Dammi mille baci, e dopo cento, | poi mille altri, poi ancora cento, | poi di fila altri mille, e dopo cento. | Poi, giunti a farne le molte migliaia, | le confonderemo, per non saperle, | o perché nessuno ci getti il malocchio, | sapendo che ci sono tanti baci.

  • Liriche e frammenti di Saffo. Saffo canta l’amore come malattia e turbamento sconvolgente dell’animo, come tenerezza che perdura nella nostalgia della memoria, ma anche lo strazio della solitudine e la malinconia del tempo che scorre e separa, con emozione e immediatezza.
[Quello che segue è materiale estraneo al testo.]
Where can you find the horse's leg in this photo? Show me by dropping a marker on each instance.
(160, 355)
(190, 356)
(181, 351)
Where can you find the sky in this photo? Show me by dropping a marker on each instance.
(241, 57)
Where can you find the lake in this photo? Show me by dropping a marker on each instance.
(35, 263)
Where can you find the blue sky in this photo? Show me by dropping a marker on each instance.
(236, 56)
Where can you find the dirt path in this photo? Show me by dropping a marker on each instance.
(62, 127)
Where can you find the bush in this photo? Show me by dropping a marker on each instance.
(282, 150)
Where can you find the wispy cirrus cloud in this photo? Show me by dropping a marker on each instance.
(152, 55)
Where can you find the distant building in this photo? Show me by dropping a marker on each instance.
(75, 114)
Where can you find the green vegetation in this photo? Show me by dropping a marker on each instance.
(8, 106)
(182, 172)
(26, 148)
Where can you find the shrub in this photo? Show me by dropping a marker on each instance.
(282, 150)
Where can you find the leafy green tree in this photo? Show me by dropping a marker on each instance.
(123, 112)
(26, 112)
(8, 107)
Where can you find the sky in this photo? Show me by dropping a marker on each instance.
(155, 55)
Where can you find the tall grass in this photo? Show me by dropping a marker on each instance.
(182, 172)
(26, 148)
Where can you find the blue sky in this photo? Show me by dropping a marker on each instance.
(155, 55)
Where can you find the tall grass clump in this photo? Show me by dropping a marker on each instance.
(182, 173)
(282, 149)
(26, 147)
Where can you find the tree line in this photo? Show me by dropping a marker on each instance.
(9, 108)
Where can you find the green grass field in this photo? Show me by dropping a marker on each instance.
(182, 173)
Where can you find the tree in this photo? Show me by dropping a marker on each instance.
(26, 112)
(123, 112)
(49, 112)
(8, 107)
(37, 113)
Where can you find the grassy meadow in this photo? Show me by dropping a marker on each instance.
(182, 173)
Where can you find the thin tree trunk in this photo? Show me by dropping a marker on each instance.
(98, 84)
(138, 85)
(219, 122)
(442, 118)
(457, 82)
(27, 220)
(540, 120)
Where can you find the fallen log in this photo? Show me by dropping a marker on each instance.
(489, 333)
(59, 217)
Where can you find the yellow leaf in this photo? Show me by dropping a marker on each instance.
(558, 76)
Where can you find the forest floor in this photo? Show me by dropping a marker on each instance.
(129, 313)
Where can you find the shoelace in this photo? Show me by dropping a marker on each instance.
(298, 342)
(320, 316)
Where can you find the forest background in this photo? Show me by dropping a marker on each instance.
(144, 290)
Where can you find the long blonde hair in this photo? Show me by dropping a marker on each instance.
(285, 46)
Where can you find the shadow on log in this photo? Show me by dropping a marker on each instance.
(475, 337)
La poetessa di Lesbo si rivolge a un gruppo di fanciulle in attesa di andare in matrimonio e racconta loro la passione, la dolcezza di un sentimento che non conosce distinzione di genere.

 C’è chi dice sia un esercito di cavalieri, c’è chi dice sia un esercito di fanti, c’è chi dice sia una flotta di navi, la cosa più bella sulla nera terra, io invece dico che è ciò che si ama.

  • Gli aforismi di Amore e dovere di Tolstoj risentonodell’ispirazione fortemente cristiana del suo autore, una concezione idealistica, moralista e quasi mistica dell’amore che, bisogna ammetterlo, poco concede alla donna. Molte di queste massime fanno venir voglia di buttare il libello appresso a chi ce lo ha regalato. Tuttavia…può essere un ottimo spunto per mettere in chiaro, in tempo, due o tre cose che, più tardi, potrebbero rivelarsi tignose.

Il vero amore, quello che si manifesta non per via di parole, ma di atti, dà solo la vera sagacia e la saggezza vera.